Hardcore Grand Finale Part One: Recapping 2019 Gaming

Well, it is currently Thanksgiving at the time I am writing this. I am sitting here in front of my laptop before my friends and I all have Thanksgiving dinner together, just taking it easy and enjoying the holiday rather than rushing out to the stores in an attempt to earn a cheap deal that is too good to be true. Personally, I’ll just sit back and let them engage in their own form of Mortal Kombat and laugh at the aftermath.

But also, because of my upcoming retirement, this also makes an early start for my (final) annual review of the games of 2019. Let’s just say that 2019 will be known as a year of transition. Currently we are approaching the end of the Xbox One and PlayStation 4 generation. Even the Nintendo Switch got a slight boost (at the expense of the “Switch” feature) with the Switch Lite. But it was also a year of a new trend that I will mention later on. But as we always do, let’s take a look at the best and worst of the year.

GOOD: Plans for Next Generation Revealed

As I said, we are currently in a transition phase. With both the Xbox One and the PlayStation 4 nearing the end of their lifespan, talks have already started regarding both the Xbox successor, Project Scarlett, and the PlayStation 5. Though all we are hearing now are rumors and hearsay, I’m sure that come E3 2020 we will hear more about both new consoles. One thing is for sure, both consoles should be ready by the holiday shopping season next year.

GOOD: Xbox Game Pass Goes “Ultimate.”

Xbox Game Pass was already a great deal. After all, we are talking about access to a library of over 100 DOWNLOADABLE games for a low price of $10 per month. How can it be made any better? Bundle it with Xbox Live Gold and include downloads for PC games. While at it, make all of this be available for only $15 a month, half that of what it would cost to subscribe to everything separately? Needless to say, Ultimate has been a win, and provided such strict competition to Sony’s PlayStation Now to the point that PSNow added downloads of PS4 games to their service.
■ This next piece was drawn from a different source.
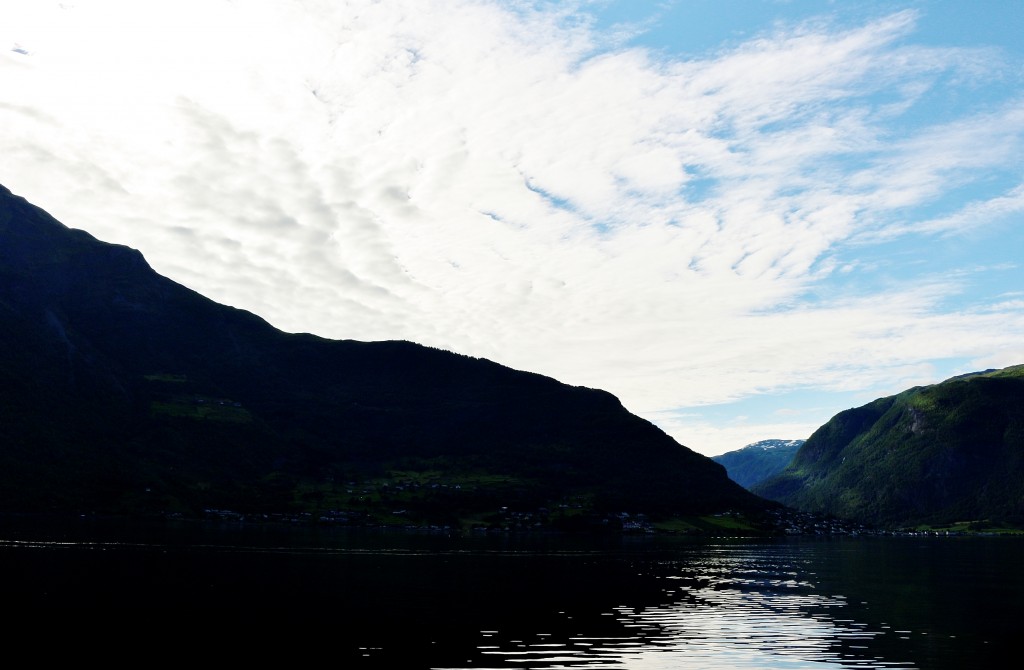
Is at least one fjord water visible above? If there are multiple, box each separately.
[0,521,1024,669]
Once again, as I’ve said all along, competition is good in this industry.

GOOD: Another Great Mini Console, with Plenty In Stock

We had the NES Classic; it was extremely limited, then discontinued, then brought back in stock. We also had the SNES Classic; it was also very limited but stock slowly improved. Nonetheless, they were amazing mini consoles that did a great job recreating the originals, and with a little hacking skill, could be made to play many more games.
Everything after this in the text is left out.